Ebbe im ehemaligen Lire-Paradies: In
Italien kauft nur Juventus Turin kräftig ein
- Serie A gibt weniger Geld aus als Real Madrid allein
- Milan mit Transferüberschuss. Auch Inter spart

·Suche Ibrahimovic,
biete Eto'o und 40 Mio
Barcelona will mit Inter ins Geschäft kommen
Im ehemaligen Lire-Paradies für Fußballer wird kräftig gespart. Die italienische Serie A hat nach Abzug der Einnahmen durch Spielerverkäufe in diesem Sommer bisher insgesamt erst 95,69 Millionen Euro für neue Spieler ausgegeben. Dies ist deutlich weniger als der spanische Spitzenclub Real Madrid (rund 220 Millionen Euro) alleine ausgegeben hat.

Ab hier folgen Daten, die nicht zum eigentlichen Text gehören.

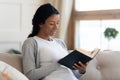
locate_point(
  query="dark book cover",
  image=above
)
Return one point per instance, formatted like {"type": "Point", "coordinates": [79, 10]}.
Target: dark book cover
{"type": "Point", "coordinates": [74, 57]}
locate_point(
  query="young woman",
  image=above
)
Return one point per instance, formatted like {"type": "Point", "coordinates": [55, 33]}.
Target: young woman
{"type": "Point", "coordinates": [41, 52]}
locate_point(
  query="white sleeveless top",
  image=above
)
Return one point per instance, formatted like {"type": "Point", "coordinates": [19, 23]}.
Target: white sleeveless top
{"type": "Point", "coordinates": [51, 51]}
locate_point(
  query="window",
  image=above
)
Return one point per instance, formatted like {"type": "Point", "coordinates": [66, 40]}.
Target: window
{"type": "Point", "coordinates": [91, 21]}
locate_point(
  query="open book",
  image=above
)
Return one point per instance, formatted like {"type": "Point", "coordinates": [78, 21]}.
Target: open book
{"type": "Point", "coordinates": [78, 55]}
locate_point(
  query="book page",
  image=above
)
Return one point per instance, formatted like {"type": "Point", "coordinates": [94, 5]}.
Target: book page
{"type": "Point", "coordinates": [84, 51]}
{"type": "Point", "coordinates": [88, 53]}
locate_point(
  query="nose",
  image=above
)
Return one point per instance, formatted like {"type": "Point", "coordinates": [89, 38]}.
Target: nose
{"type": "Point", "coordinates": [56, 26]}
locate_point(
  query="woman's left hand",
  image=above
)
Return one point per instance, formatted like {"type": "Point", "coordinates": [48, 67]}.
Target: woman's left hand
{"type": "Point", "coordinates": [81, 67]}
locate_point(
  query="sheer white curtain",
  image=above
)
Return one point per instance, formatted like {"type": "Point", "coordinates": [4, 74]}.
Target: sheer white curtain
{"type": "Point", "coordinates": [65, 8]}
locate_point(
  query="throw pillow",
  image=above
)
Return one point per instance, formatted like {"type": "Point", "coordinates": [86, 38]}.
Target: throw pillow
{"type": "Point", "coordinates": [10, 73]}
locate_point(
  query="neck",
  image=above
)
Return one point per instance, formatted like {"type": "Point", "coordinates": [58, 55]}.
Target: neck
{"type": "Point", "coordinates": [45, 37]}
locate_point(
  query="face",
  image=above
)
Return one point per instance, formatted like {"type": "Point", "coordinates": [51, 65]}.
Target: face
{"type": "Point", "coordinates": [51, 25]}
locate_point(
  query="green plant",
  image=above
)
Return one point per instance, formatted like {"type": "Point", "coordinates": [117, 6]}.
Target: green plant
{"type": "Point", "coordinates": [110, 33]}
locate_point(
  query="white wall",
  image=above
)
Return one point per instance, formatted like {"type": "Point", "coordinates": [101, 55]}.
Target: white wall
{"type": "Point", "coordinates": [15, 22]}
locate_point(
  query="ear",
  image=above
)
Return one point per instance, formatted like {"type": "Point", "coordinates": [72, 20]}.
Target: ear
{"type": "Point", "coordinates": [41, 25]}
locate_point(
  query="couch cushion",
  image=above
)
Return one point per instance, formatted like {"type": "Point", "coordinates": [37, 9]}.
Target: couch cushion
{"type": "Point", "coordinates": [105, 66]}
{"type": "Point", "coordinates": [14, 60]}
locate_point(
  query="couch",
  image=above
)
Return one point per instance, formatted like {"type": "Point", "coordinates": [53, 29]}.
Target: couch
{"type": "Point", "coordinates": [105, 66]}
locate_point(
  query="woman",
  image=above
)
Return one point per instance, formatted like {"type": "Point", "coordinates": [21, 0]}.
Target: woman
{"type": "Point", "coordinates": [41, 51]}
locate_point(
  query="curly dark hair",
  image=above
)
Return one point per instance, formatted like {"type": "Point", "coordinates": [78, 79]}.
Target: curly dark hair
{"type": "Point", "coordinates": [42, 13]}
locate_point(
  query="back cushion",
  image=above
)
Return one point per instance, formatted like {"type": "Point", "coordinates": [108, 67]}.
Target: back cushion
{"type": "Point", "coordinates": [14, 60]}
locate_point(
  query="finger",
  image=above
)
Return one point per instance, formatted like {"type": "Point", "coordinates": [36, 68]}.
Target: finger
{"type": "Point", "coordinates": [81, 64]}
{"type": "Point", "coordinates": [78, 67]}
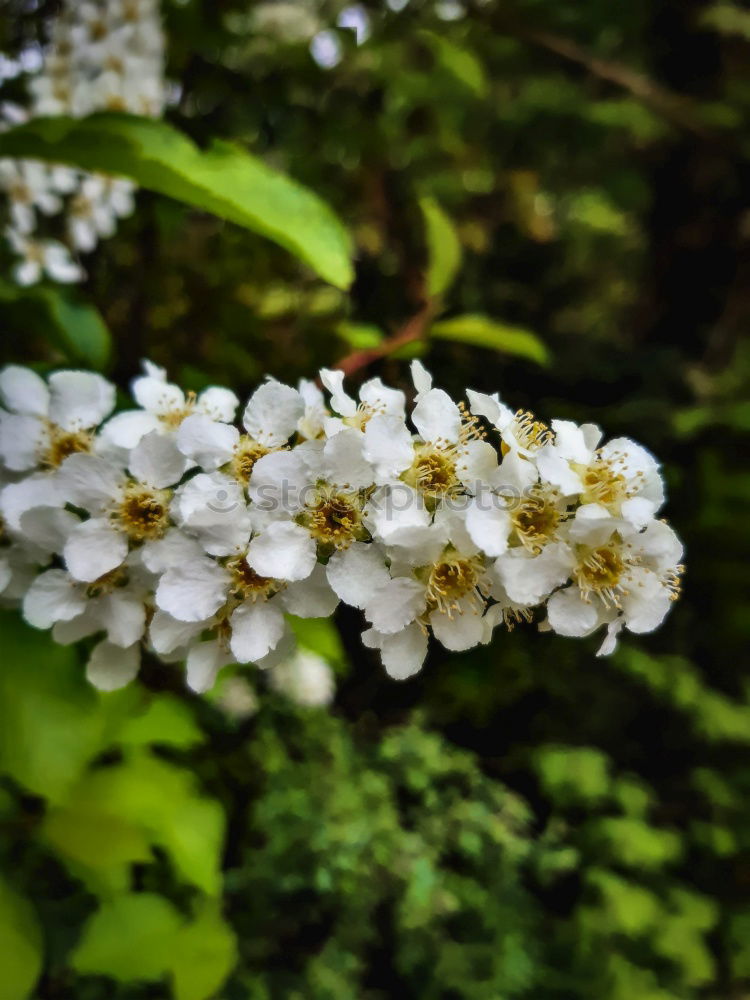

Am ausgabefreudigsten zeigte sich in Italien Rekordmeister Juventus Turin. "Juve" nahm nur 5,75 Millionen Euro durch Spielerverkäufe ein, gab aber 55 Millionen Euro aus. Teuerster Transfer war der brasilianische Mittelfeldspieler Felipe Melo, der für 25 Millionen Euro vom AC Fiorentina ins Piemont gewechselt ist.
Der AC Milan dagegen steuert auf Konsolidierungskurs: Dank des Verkaufs von Superstar Kaka für 65 Millionen Euro an Real Madrid konnte der Club des italienische Ministerpräsidenten Silvio Berlusconi bei den Transfers bisher einen Überschuss von 60,7 Millionen Euro erzielen.
Meister Inter Mailand kann in diesem Jahr zumindest eine annähernd ausgeglichene Bilanz erwarten. Derzeit weist das Transferkonto noch ein Minus von 43,5 Millionen Euro auf. Durch den offenbar unmittelbar bevorstehenden Wechsel von Stürmerstar Zlatan Ibrahimovic für rund 40 Millionen Euro zum FC Barcelona könnte Inter seine Transferbilanz jedoch praktisch ausgleichen.